I caught up with former Penn guard Scott Kegler earlier this month for a story on the long tradition of Saturday morning pickup sessions at the Palestra.
But we also talked about the upward trajectory of Penn basketball from his freshman year of 1991-92 to his senior year of 1994-95, and how a program that had single-digit wins before the Class of '95 came on the scene won the final 43 Ivy games of Kegler's Quakers career. Here's the '90s rise of Penn basketball as "Kegs" remembers it:
"When we showed up, the team wasn’t very good. The year before they were 9-17. It was coach Dunphy’s either second or third year, I can’t remember. And so it was intense. The team wasn’t any good, we weren’t any good. We wanted to be good, we didn’t know how or if we’d be any good. And the first year, it was just a struggle. We all were competing against each other for playing time. Our freshman class was Jerome [Allen], Eric Moore, Shawn Trice, and me. All those guys wanted to play. We were just beating each other up in practice. Jerome was playing, Shawn was playing, Eric was playing, I was playing a little bit. And we got better.

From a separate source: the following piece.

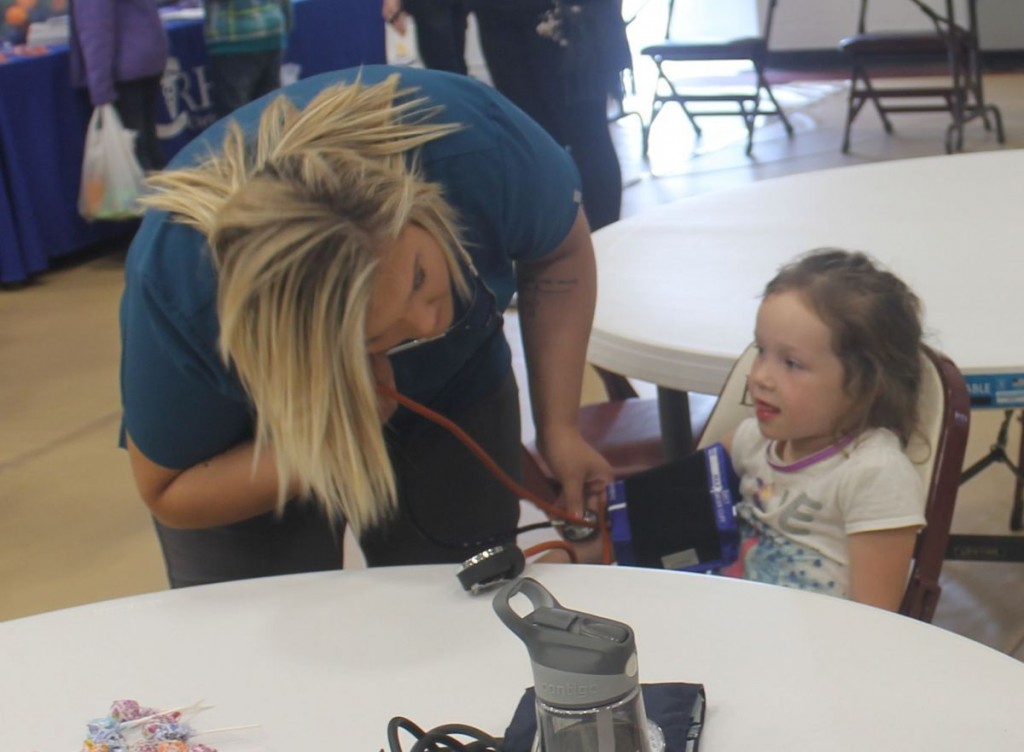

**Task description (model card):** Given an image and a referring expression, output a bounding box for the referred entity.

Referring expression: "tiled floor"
[2,66,1023,659]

We beat Penn State that year in Hershey [87-86 2OT on Jan. 25, 1992]. It was a funny game because we won the game in regulation, we went into the locker room, we were celebrating, changing our clothes. The referees came in and said the game’s not over. Something happened, there’s still time left on the clock, you’ve gotta come back out and play. So we had to come out on the floor and play a couple of seconds to win. But that was a big win for us because it was a Big Ten team, a scholarship school and we win, let’s build on that. We were in the Ivy League hunt until we played at Yale, and Yale had this guy named Casey Cammann, and we lost and that really put us out of contention.
We lost to Princeton and we lost to Yale, so we knew we couldn’t win. We watched the game video - coach Dunphy was so mad - we watched the video all the way from New Haven to Brown. He’s slamming the overhead bins. And we practiced the next day at Brown hard. He lined us all up on the sideline, rolled the ball out on the floor and it was a game of if you could dive on the floor and get it first. We were running sprints, we won that night.